For each prefix of a given string S with N characters (each character has an ASCII code between 97 and 126, inclusive), we want to know whether the prefix is a periodic string. That is, for each i (2 <= i <= N) we want to know the largest K > 1 (if there is one) such that the prefix of S with length i can be written as A K , that is A concatenated K times, for some string A. Of course, we also want to know the period K.

Input

The input file consists of several test cases. Each test case consists of two lines. The first one contains N (2 <= N <= 1 000 000) – the size of the string S. The second line contains the string S. The input file ends with a line, having the number zero on it.

Output

For each test case, output “Test case #” and the consecutive test case number on a single line; then, for each prefix with length i that has a period K > 1, output the prefix size i and the period K separated by a single space; the prefix sizes must be in increasing order. Print a blank line after each test case.

Sample Input

3
aaa
12
aabaabaabaab
0

Sample Output

Test case #1
2 2
3 3

Test case #2
2 2
6 2
9 3
12 4

对于KMP的知识，在前面的应用一样 ，这个题意就是给你一个字符串，让你找出某段字符串(由前面到后面)的周期串，例如aaa,就是个周期串 周期是1，重复了 3次，这个就可以，然后输出出现的位置和前面这段字符串重复的次数。但是前周期串一定要出现大于1次才可以满足条件输出。

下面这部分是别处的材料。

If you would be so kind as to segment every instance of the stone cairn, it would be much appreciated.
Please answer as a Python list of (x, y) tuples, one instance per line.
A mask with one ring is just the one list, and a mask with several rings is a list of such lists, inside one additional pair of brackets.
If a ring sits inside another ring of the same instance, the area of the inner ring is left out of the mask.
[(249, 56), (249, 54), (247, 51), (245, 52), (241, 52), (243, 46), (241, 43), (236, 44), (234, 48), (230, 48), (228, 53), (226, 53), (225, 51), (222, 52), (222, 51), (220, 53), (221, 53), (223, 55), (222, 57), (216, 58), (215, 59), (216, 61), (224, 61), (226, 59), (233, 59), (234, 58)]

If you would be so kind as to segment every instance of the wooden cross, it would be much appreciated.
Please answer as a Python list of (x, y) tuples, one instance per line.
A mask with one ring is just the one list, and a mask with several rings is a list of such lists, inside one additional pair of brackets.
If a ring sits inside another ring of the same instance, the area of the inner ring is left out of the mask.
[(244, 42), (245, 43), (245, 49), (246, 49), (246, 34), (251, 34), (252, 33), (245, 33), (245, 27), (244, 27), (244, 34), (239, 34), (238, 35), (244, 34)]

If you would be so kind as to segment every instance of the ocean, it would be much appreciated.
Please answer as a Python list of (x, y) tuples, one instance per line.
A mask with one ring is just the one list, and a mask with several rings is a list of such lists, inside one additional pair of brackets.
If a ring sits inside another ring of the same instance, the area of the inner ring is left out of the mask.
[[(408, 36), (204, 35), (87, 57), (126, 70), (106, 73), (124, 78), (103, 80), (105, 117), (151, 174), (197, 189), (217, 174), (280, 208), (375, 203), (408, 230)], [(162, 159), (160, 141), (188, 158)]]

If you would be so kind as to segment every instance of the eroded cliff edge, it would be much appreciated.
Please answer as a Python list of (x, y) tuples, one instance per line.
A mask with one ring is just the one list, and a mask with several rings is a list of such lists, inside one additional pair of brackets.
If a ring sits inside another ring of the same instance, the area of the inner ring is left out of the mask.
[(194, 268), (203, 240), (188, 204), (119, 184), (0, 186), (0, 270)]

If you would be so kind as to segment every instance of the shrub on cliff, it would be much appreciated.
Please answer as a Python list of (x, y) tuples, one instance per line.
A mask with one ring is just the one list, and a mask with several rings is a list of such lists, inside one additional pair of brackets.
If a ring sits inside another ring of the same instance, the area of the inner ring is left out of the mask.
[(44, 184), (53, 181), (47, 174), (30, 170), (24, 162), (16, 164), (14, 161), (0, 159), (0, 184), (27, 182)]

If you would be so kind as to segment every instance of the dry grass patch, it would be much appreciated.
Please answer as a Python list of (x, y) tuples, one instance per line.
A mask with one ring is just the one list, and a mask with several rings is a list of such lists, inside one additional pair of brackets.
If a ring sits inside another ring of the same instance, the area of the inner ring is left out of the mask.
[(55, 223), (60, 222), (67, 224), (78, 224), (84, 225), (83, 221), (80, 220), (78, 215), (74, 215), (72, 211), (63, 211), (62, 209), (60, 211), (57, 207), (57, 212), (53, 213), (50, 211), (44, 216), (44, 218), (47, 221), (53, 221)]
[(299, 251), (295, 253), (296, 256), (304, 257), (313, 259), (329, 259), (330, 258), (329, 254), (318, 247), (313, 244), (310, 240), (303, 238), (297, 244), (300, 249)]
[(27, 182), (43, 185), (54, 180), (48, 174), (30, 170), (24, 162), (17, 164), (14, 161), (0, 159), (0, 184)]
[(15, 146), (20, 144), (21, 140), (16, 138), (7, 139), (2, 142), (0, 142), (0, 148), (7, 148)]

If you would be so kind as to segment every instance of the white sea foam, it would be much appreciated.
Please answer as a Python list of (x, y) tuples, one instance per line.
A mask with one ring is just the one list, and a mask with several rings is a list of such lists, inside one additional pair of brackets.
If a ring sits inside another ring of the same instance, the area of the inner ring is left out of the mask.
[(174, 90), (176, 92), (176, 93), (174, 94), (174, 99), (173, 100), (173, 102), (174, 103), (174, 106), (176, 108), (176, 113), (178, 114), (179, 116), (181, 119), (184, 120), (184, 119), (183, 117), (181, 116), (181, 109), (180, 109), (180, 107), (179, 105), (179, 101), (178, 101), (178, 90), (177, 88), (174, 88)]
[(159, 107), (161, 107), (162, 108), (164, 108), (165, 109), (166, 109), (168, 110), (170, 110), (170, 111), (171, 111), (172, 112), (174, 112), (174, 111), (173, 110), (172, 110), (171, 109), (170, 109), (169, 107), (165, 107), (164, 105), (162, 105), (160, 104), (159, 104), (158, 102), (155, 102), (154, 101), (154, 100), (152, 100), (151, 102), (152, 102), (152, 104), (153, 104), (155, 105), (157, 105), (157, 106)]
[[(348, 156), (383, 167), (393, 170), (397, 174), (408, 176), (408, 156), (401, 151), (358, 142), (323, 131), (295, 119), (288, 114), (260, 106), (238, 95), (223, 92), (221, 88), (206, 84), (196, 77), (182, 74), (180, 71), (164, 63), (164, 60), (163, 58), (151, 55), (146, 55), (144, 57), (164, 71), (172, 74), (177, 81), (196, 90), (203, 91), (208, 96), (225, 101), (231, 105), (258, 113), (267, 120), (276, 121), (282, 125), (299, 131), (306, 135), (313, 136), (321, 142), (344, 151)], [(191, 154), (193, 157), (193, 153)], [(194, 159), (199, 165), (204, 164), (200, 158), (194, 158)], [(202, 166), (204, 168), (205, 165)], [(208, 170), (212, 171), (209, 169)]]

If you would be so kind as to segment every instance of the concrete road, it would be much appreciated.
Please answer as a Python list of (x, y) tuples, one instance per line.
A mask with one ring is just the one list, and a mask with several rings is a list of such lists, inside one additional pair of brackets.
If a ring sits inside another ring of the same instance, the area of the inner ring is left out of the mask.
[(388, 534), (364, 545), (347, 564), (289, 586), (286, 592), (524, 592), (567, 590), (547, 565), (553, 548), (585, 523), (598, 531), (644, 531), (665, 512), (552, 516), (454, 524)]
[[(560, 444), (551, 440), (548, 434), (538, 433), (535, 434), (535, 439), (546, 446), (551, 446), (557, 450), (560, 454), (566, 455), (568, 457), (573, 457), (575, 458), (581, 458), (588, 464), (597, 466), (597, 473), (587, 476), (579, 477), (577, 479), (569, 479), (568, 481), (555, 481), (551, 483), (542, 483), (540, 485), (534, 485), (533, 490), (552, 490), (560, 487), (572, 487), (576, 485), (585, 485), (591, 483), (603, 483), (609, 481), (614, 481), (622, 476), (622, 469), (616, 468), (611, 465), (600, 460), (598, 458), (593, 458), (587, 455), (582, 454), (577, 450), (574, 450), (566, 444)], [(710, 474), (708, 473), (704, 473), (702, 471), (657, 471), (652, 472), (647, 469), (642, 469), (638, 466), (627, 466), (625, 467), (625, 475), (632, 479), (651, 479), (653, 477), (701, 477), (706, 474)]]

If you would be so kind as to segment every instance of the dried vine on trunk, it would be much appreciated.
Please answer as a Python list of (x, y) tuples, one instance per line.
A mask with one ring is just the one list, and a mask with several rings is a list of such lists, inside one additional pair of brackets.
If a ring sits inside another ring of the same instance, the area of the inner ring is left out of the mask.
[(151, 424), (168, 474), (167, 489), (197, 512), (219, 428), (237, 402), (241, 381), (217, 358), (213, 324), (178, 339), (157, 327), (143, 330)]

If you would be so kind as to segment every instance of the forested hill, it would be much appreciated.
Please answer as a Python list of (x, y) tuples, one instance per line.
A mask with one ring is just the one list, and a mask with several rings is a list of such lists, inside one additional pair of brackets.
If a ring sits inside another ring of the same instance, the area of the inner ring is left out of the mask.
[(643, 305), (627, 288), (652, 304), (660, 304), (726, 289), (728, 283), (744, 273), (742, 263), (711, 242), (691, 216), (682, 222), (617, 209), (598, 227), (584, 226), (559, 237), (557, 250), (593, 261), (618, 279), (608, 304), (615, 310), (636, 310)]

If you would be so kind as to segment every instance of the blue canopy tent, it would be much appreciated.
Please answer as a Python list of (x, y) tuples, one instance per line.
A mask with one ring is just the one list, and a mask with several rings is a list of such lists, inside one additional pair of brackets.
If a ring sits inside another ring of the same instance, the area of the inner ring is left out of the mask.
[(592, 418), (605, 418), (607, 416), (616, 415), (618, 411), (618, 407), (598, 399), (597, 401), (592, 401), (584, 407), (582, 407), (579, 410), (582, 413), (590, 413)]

对于这个问题，我们要考虑周期性，我们得拿出来next 数组这个神器来，解决这个问题。在之前已经说过，next 数组可以来找指定位置和状态的周期（很好用），所以我们主要用KMP 解决问题。

代码：
 

#include<iostream>
#include<cstdio>
#include<queue>
#include<algorithm>
#include<set>
#include<vector>
const int maxn=1000005;
using namespace std;
#include<map>
#include<string>
#include<string.h>
typedef long long ll;

int anext[maxn];

void getnext(string s)
{
	int i=0;
	int j=-1;
	anext[0]=-1;
	
	while(i<s.length())
	{
		if(j==-1||s[i]==s[j])
		{
			i++;
			j++;
			anext[i]=j;
		}
		else
			j=anext[j];
		
	}
	
}


int main()
{
	int n;
	int kase=0;
	
	char a[maxn];
	while(scanf("%d",&n)!=EOF)
	{
		if(n==0)
			break;
		memset(anext,0,sizeof(anext));
		scanf("%s",a);
		getnext(a);
		
		
		printf("Test case #%d\n",++kase);
		for(int i=2;i<=n;i++)	
			{
				if( i%(i-anext[i]) ==0 && i/(i-anext[i])!=1 )
					printf("%d %d\n",i,i/(i-anext[i]));
				
			}
			
		printf("\n");
	}
	
	
	
	
	return 0;
}

i-next[i]，就是指定状态的周期性，这个题目的要求是前面必须是整除的周期串 就是i%(i-next[i]) 是整除的。就像 abcabc 在6位置处abc 重复两次。而abcab 就不是整除的，还需要再来一个字符c，才能满足条件。重复几次就是 i/(i-next[i]) ，恩，对。